Irish railway project takes Scottish sleeper cars
The rolling stock formely used for the Caledonian Sleeper, the overnight service between London and Scotland, has found a new home. In an exciting development for railway enthusiasts, the Connemara Railway Project has taken delivery of several former Caledonian sleeper coaches at Maas Cross in the west of Ireland. The coaches are being used for their original purpose – almost. They’re to serve as accommodation at the project, deep in the rural heartland, 30 miles (50 kilometres) west of Galway Town. The project intends to create what they are certain will be a world-class tourist attraction in the Irish countryside.
From Glasgow to Galway, and from the West Coast Main Line to the less intense surroundings of the west of Ireland. To make up for hotel accommodation that’s no longer available, the Connemara Railway Project has taken delivery of a former Caledonian Sleeper car at Maam Cross, at the site of their intended headquarters. The intention is to use the car as accommodation, now that the local hotel has been commandeered to house Ukrainian refugees.
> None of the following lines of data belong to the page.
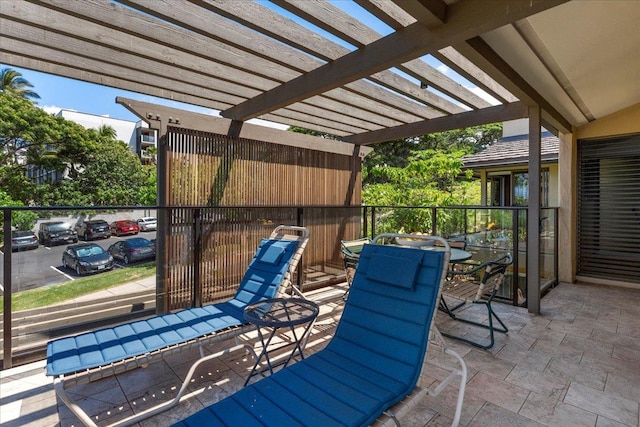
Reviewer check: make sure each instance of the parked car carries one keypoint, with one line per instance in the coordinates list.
(147, 223)
(124, 226)
(55, 232)
(87, 258)
(23, 240)
(94, 229)
(133, 249)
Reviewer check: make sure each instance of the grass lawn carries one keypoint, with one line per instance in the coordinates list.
(48, 295)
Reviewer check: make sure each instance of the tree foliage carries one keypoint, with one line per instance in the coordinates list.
(11, 81)
(98, 169)
(22, 220)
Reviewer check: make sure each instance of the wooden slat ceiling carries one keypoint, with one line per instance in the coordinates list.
(301, 63)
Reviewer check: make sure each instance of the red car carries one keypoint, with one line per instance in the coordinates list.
(122, 227)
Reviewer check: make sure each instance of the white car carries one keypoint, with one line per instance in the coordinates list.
(147, 223)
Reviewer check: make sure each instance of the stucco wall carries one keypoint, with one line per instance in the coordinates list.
(623, 122)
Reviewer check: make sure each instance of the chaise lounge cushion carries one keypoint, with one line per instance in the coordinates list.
(110, 345)
(373, 361)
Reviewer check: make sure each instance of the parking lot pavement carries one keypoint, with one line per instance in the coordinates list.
(148, 283)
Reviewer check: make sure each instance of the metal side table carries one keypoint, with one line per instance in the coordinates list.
(277, 315)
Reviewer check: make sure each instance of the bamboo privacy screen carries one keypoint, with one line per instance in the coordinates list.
(240, 189)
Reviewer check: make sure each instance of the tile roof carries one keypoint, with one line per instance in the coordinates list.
(513, 151)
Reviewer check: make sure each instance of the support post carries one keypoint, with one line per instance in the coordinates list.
(533, 212)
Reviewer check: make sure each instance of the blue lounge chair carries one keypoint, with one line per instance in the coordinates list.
(373, 361)
(105, 352)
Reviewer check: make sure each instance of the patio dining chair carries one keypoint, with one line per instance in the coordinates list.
(373, 361)
(475, 284)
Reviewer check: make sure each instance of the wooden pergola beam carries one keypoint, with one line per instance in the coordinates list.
(499, 113)
(480, 53)
(466, 19)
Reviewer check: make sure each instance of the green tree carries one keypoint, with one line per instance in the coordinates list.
(98, 169)
(11, 81)
(397, 153)
(22, 220)
(112, 176)
(148, 192)
(32, 138)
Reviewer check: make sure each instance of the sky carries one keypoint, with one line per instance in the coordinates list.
(58, 93)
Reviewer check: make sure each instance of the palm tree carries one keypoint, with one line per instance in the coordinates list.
(12, 82)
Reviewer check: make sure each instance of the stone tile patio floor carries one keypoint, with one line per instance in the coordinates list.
(576, 364)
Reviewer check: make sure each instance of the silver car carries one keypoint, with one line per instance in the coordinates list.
(147, 223)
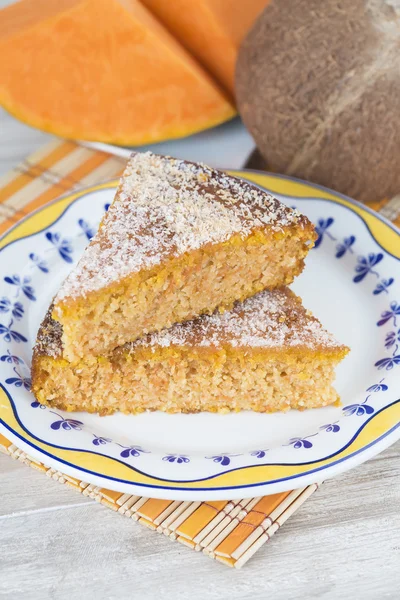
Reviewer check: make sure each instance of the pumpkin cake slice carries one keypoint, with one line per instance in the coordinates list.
(265, 354)
(179, 240)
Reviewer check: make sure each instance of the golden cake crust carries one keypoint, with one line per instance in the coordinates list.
(265, 354)
(166, 207)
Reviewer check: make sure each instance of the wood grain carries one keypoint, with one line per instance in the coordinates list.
(343, 543)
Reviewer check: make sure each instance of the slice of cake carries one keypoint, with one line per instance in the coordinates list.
(179, 240)
(266, 354)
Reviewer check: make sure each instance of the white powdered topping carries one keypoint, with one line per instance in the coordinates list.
(270, 319)
(165, 207)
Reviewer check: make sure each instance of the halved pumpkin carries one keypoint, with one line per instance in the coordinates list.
(103, 70)
(212, 30)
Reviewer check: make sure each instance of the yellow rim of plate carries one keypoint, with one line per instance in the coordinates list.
(379, 426)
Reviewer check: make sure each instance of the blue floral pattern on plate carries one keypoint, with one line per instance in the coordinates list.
(364, 266)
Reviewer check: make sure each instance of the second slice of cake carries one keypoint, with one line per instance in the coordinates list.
(266, 354)
(179, 240)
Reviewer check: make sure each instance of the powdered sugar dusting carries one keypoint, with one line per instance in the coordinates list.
(165, 207)
(269, 319)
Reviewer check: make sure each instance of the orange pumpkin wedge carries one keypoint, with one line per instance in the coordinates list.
(212, 30)
(103, 70)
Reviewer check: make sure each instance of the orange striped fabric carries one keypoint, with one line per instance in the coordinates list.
(229, 531)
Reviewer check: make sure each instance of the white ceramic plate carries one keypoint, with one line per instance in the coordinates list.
(351, 282)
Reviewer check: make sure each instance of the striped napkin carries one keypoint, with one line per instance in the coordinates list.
(228, 531)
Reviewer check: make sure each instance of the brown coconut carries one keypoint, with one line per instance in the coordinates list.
(318, 86)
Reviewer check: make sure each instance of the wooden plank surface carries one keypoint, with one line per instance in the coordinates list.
(344, 542)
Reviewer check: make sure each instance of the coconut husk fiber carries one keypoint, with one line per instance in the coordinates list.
(318, 86)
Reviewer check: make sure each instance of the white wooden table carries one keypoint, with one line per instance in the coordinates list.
(343, 543)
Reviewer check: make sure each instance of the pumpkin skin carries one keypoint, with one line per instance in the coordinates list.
(103, 70)
(318, 86)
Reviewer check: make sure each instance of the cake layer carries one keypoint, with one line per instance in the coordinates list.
(266, 354)
(179, 240)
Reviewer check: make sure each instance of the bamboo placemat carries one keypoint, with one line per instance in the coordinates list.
(229, 531)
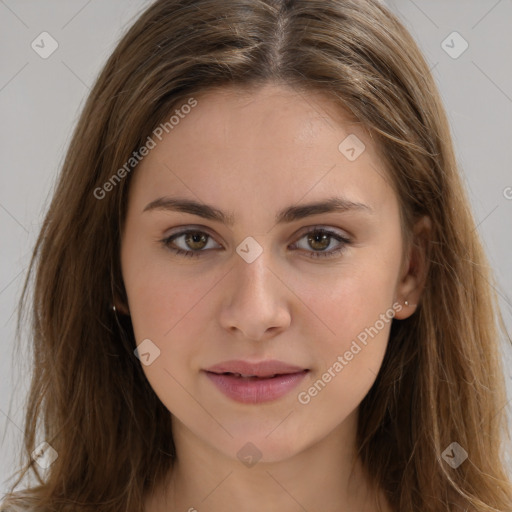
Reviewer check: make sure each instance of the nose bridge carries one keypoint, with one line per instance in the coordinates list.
(256, 302)
(253, 276)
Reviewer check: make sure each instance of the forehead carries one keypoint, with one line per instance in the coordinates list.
(261, 145)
Almost a century since closure
The Connemara Railway Project aims to restore the Maam Cross railway station on the former Galway to Clifden branch of the Midland Great Western Railway of Ireland. The project is being undertaken by a non-profit company with the goal of recreating a snapshot of the west of Ireland country railway with heritage trains and a working railway experience.
The station opened in 1895 to serve the Maam Valley and Joyce Country to the North and South Connemara. However, the station closed in 1935 due to economic decline and remained unused until the early 1960s, before closure once again. The project plans to reinstate railway track and refurbish the platforms, signal cabin, and goods store, among other features, to restore the station’s original layout.
Sleepers set for life in Ireland
The former Caledonian sleeper coaches are a welcome addition to the project’s rolling stock. The coaches were originally built in the 1970s and were used on the sleeper service between London and Scotland. They were replaced in 2019 in a multi-million pound deal that brought the service up to date. However, the Caledonian Sleeper service has faced numerous problems in recent years, including frequent delays and cancellations. Early problems with the new coaches, and continued operational shortcomings left customers questioning its viability.
The service is operated by Serco, as a franchise. It’s a separate operation from the daytime services branded as ScotRail. Serco has faced criticism for the quality of the service and the condition of the rolling stock, which prompted calls for the service to be nationalised. The Scottish government has duly obliged and exercised a contract break clause. Holyrood will take the service into public ownership in June. As for the old rolling stock, the Connemara volunteers are delighted with their first delivery, and hope the project is on its way to becoming a popular tourist destination for the west of Ireland.